Mindful of the fancy cloth-covered tables and formal settings, I was polite and careful the same way I’d been at Buck’s.

The pull-apart dinner rolls were inside a silver basket.

As I reached for one, it escaped, landing on the floor, resting in plain view.

Horrified, I avoided looking at it, pretending my faux pas hadn’t happened in hopes nobody noticed.

Dr. Bell went along with this for a moment.

Then he picked up the breadbasket, passing it back to me without changing the expression on his face.

“Patsy, would you like a roll to replace the one you just lost?” he deadpanned.

Usually when I’d visit Mrs. Bell, I’d give her some of my poems and drawings.

Maybe I’d include a story I’d block-printed in pencil, my handwriting and spelling horrible.

I had no idea that she was sharing my efforts with her important daughter.

It would be years before I’d find out that Ruth read some of my early stories and poems.

Often when I was at the Bells’ house, she’d appear to bring them dinner on a big tray covered with aluminum foil.

This happened one afternoon when I was sitting on the sofa in ill-fitting jeans and a shirt that were hand-me-downs from Jim.

I’d been playing outside before dropping by the Bells’ house. I was a disheveled mess.

During the visit I heard a car drive up, the back screen door wheezing open. Ruth called out a greeting from the kitchen in her cheery alto voice. She had a trace of a Virginia accent picked up from her parents, both born in the Shenandoah Valley.

“We’re in here!” Mrs. Bell chirped from her wheelchair.

Ruth walked into the living room on this occasion, beautiful as always.

Kissing her mother on the cheek, Ruth gave her the lowdown on what she’d brought for dinner.

She instructed how to warm it up while I listened spraddle-legged and slumping on the sofa.

Then she smiled at me and asked how I was doing.

“These are my brother’s hand-me-downs.” I thought it important to point that out.

“They look nice on you,” she decided after a pause.

I explained the provenance, making sure the blame was squarely on Jim for the clothing’s poor state of repair.

Holes. Threadbare knees. Stains. Nothing fit quite right either.

And I was mindful of my crooked hair. Mom would cut it by placing a plastic bowl over my head, and she wasn’t skillful with scissors. My bangs were never straight.

“Well, I think you look cute.” Ruth smiled again.

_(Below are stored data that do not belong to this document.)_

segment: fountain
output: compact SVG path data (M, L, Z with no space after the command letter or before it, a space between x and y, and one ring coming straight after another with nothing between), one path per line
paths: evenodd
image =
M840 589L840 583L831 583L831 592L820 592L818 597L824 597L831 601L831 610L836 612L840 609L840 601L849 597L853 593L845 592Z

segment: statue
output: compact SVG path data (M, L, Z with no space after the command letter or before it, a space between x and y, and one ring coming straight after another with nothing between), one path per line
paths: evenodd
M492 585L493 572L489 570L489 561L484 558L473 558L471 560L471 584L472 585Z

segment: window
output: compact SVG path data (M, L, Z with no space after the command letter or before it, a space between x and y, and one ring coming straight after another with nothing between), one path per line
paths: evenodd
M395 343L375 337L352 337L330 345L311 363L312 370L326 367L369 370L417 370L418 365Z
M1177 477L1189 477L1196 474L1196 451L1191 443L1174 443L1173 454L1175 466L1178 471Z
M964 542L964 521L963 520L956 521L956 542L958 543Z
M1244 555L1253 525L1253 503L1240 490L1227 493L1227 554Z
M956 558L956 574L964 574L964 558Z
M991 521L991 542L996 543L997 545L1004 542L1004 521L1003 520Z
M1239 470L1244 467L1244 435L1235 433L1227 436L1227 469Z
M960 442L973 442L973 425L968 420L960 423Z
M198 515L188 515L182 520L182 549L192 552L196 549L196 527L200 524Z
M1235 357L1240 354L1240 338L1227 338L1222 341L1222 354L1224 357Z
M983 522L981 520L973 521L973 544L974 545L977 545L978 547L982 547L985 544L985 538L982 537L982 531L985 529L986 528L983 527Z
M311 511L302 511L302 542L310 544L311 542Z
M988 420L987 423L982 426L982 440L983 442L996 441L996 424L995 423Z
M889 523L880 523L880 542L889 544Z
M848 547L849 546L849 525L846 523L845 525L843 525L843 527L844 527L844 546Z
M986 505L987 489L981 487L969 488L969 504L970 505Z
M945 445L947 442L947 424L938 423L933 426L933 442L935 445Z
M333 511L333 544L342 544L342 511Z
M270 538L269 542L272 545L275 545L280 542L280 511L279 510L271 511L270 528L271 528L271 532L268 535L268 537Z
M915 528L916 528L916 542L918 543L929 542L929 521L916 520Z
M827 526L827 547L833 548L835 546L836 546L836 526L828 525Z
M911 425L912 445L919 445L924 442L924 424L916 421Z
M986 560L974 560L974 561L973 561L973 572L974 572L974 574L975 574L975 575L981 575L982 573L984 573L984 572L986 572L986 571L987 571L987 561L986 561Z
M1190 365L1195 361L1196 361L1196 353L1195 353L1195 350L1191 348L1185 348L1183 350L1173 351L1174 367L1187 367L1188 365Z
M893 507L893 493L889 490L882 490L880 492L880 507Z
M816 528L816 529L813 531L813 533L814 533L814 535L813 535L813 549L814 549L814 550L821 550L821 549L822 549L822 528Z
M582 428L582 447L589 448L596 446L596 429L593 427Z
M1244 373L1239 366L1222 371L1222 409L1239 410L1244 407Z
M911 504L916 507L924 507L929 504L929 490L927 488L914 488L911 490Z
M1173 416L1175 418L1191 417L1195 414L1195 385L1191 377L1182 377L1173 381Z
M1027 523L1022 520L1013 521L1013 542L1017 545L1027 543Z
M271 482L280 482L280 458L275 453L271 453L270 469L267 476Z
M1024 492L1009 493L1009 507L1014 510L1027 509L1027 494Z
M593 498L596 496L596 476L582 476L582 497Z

It was always a bright spot in my life when I’d encounter her while I was walking, usually to the post office, the lake, the tennis courts. The instant I saw her silver Oldsmobile 98 coming, I’d make sure both of us were headed in the same direction. If we weren’t, I’d turn around.

I’d act nonchalant as she approached me from behind. Sure enough, she’d stop, rolling down her window.

“Would you like a ride?”

“Oh!” I’d feign surprise as if I’d not seen her coming. “Hi, Mrs. Graham. Yes, thank you.”

I climbed up front, possibly with my Western Auto tennis racquet and bag of dead balls. Maybe my baseball glove or boot skates.

“I’m headed home. Where are you going?” she’d say.

“I’m going home too.” I knew she’d drive right past my house on the way to hers.